LONDON — What kind of shares should you be choosing for your ISA? Well, in my view the tax-efficient investment wrapper is best suited to decades-long investing in solid blue-chip shares. And for me, that means companies such as BP Inc. (LSE:BP) (NYSE:BP).
But first, remember that this year’s allowance of £11,280 must be used by April 5, and don’t forget within an ISA that all share-price appreciation is tax-free and there is no additional tax to be paid on dividends — click here for more information on ISAs.
What about the disaster?
To many people, BP Inc. (LSE:BP) (NYSE:BP) means disaster: the Gulf of Mexico oil spill, to be specific. And it certainly cost the company dearly — as of BP Inc. (LSE:BP) (NYSE:BP)’s full-year results published on Feb. 5, the estimated total hit was $42 billion. And with various asset sales raising the cash to cover the costs, BP Inc. (LSE:BP) (NYSE:BP) lost some downstream capacity and ended up with production 6% down and full-year profits 19% down.

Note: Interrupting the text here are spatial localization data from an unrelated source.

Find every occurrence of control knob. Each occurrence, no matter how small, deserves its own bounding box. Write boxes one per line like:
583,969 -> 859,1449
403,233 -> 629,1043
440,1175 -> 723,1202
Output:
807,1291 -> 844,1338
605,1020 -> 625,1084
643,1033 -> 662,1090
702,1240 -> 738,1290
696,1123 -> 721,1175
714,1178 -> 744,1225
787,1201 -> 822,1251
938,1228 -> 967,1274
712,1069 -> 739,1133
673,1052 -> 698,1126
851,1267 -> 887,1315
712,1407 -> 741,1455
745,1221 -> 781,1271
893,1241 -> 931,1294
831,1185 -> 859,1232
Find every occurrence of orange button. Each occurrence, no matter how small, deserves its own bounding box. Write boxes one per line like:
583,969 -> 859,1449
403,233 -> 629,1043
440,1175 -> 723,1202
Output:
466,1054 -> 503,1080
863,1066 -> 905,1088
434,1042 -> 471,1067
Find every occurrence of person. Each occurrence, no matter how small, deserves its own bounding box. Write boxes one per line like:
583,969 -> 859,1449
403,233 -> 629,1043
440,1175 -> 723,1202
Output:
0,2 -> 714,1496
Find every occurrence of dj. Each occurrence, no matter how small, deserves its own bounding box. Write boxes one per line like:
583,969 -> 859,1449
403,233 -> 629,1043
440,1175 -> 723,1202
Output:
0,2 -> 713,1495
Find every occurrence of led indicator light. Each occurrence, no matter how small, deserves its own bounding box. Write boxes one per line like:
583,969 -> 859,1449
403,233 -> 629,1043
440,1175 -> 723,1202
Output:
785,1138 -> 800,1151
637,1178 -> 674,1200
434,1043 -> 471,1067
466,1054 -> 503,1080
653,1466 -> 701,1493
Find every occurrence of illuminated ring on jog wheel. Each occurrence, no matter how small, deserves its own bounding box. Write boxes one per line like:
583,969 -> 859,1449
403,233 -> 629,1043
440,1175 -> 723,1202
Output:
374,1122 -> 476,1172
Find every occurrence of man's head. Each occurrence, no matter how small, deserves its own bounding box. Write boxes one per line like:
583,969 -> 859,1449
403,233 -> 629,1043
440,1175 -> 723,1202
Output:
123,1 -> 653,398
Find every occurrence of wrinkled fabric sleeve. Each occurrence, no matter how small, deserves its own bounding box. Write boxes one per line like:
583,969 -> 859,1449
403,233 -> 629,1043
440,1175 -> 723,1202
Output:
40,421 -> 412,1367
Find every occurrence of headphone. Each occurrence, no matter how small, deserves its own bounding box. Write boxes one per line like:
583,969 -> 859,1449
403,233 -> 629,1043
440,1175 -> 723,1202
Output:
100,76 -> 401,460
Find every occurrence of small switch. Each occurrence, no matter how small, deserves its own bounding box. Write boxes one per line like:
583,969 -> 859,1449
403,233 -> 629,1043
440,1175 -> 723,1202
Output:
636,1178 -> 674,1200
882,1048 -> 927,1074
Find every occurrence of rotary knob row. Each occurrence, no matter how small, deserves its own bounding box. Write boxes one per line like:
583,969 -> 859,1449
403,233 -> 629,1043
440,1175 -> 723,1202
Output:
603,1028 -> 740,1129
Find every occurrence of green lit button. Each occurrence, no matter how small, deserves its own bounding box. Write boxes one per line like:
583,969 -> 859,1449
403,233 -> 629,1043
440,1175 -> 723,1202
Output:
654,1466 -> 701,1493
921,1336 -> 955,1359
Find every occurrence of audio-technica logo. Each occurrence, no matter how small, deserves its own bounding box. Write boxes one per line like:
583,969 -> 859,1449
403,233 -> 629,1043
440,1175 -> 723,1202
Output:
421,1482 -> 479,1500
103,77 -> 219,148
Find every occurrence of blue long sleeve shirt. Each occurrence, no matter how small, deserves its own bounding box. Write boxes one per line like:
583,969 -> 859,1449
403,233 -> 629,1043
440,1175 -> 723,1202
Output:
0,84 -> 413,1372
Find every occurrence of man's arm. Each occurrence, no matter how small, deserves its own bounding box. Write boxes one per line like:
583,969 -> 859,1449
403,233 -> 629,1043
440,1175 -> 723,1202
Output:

But events such as the Gulf spill are not things we can predict, and there is always a risk of catastrophe in any investment we make — which is one good reason for holding a diversified ISA portfolio. And anyway, just how badly did things actually go for BP Inc. (LSE:BP) (NYSE:BP) investors?
Assuming you bought the shares five years ago, you’d have paid around 530 pence each for them. Today they’re worth 453 pence, so you’d be down 77 pence per share, or 14.5%. But over the period, you’d have accumulated 113 pence per share from dividends, taking your current valuation up to 566 pence per share. Over one of BP Inc. (LSE:BP) (NYSE:BP)’s worst periods, you’d still have made a profit of 7% — not a great return over five years, but not a financial tragedy either.
Looking forward, not backward
Assuming there isn’t another major disaster in the near future, how well are you likely to do if you pop some BP Inc. (LSE:BP) (NYSE:BP) shares into your ISA now?
Current City forecasts suggest BP Inc. (LSE:BP) (NYSE:BP) will enjoy a rebound in earnings per share for 2013 of about 40%, putting the shares on a forward P/E ratio of just 8. To put that into perspective, the long-term average P/E ratio of the FTSE 100 is about 14 — BP’s shares are currently valued at little over half of that!
And don’t forget those dividends. Analysts are currently forecasting a dividend this year of around 23 pence per share. That’s a 10% increase on the 2012 payout and represents a very nice 5.1% yield on the current share price.